Friday, February 12, 2016

Explaining the Neoliberalism Paradox: How Neoliberal Policies Can Be Correlated With Slower Growth and Still Be Pro-Growth

I'd like to draw attention to this great Scott Sumner post about one of the biggest mistakes intelligent people, including experts, make when it comes to economic policy. They often reason that policies that are pro-growth are actually anti-growth, because they are associated with low growth. Of course; using Scott's example, when it comes to monetary policy, defenders of monetary stimulus will correctly point out that low growth causes those policies, (which then increase growth but not always to prior levels/trend) rather than the other way around. The causality is backwards. (For a fantastic analogy, check out Scott's post here). 
The reason I'm bringing this up, isn't so much a case of people ignoring this logic, as forgetting it when it's ideologically convenient to do so.  I frequently see this kind of thinking applied to interest rates and QE, which is good; but almost never see it, for example, when people are talking about taxes or neoliberal reforms.
For example, the fact that growth in the 1980s was only .1%/year higher than the post-war trend is used as evidence that Reaganomics wasn't very stimulative, just increased the deficit a lot and resulted in a lot more inequality. Yet they were enacted precisely because of low growth, not just in the U.S. but globally. 
Productivity growth in the 1970s was abysmal, the only reason the RGDP figures look decent from that period is that there were a ton of women entering the labor force, which was obviously unsustainable and meant living standards were only increasing almost entirely because more people were working. This was the case globally, as well.

In my best estimation, the poor performance of the '70s globally was due partially to the increased energy prices and volatility in the oil market, and also due to the lack of reform aimed at boosting the level path of GDP. The '70s saw inflation push people into higher brackets and a ton of new regulation. G/GDP rose globally in the '70s too, just as growth was slowing. The causes, however, aren't particularly relevant to the point. 

Now, keeping all of that in mind, let's throw in some assumptions:
  • neoliberal reforms are substantially pro-growth
  • work mainly through boosting the level-path of GDP (as in an adjustment period of higher growth, presumably about 10 years as firms and individuals react to changed incentives), not through substantially permanently increasing the growth rate
  • the long-run growth rate naturally declines as nations get wealthier.
  • the global growth slowdown was not temporary 
What would be the result if these assumptions were true?  Well, nations with the most neoliberal policy would start from high GDP levels, those that did the most reform would have seen the largest increase in GDP levels, and global growth would have continued to be slow.  It would also indicate that the nations with the highest GDP per capita would be the ones that were the most neoliberal.
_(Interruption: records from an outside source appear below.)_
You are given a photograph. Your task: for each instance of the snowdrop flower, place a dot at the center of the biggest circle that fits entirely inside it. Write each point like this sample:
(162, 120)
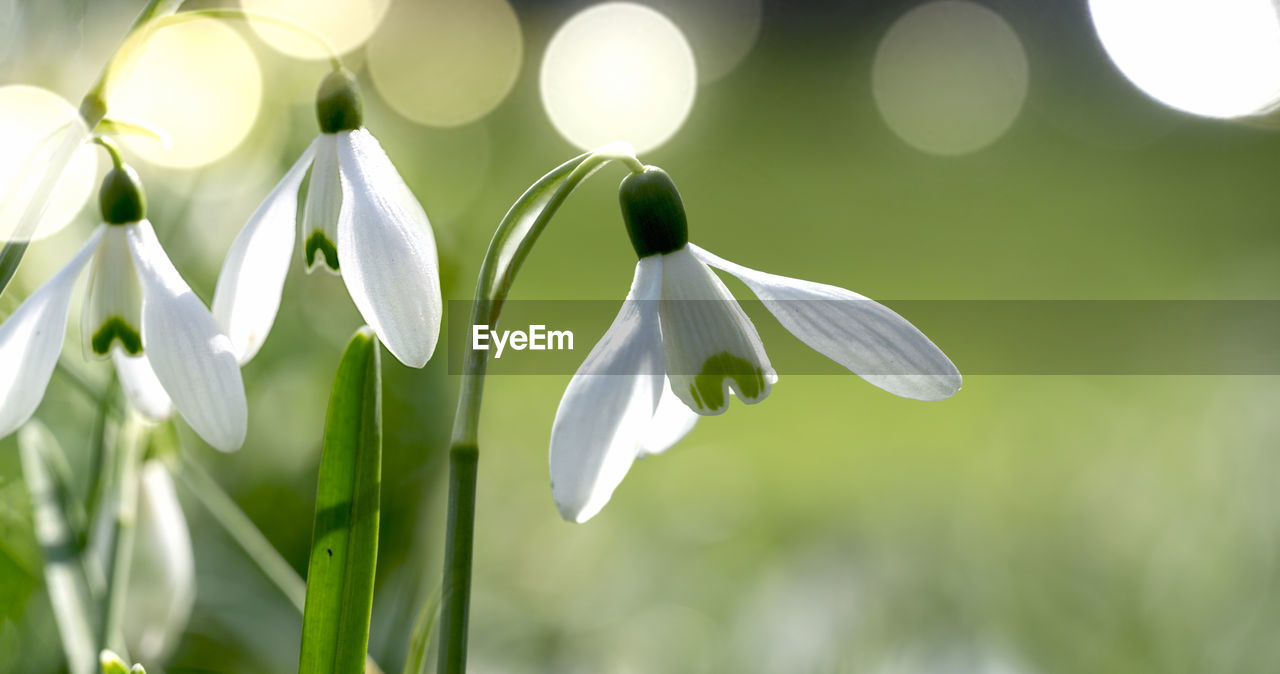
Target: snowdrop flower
(681, 343)
(359, 218)
(161, 587)
(140, 312)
In other words, exactly what happened.  
Incredibly, these assumptions explain the pre-war boom, too (which supposedly refutes the notion that high MTRs are bad for the economy). Policy was bad, but the U.S. started from a much lower GDP Per Capita level, and enough pro-level boosting policies were implemented to keep a steady pace of impressive growth.  
Pro-Growth policies:



It's also worth noting these MTRs applied to very little people and raised little revenue - and the negative impact of them was lower because capital flight was not much of a concern, given that the rest of the developed world adopted similarly high MTRs and they had been decimated by the war.


I don't really see any way to disagree with this information unless somehow neoliberal policies reduce growth in non-neoliberal countries more than in neoliberal countries, or that growth is just random luck, or that social democracies are better to live in despite the lower GDP per capita. The first two claims are ridiculous on their face, the third is worthy of addressing, and I will do so in a later post.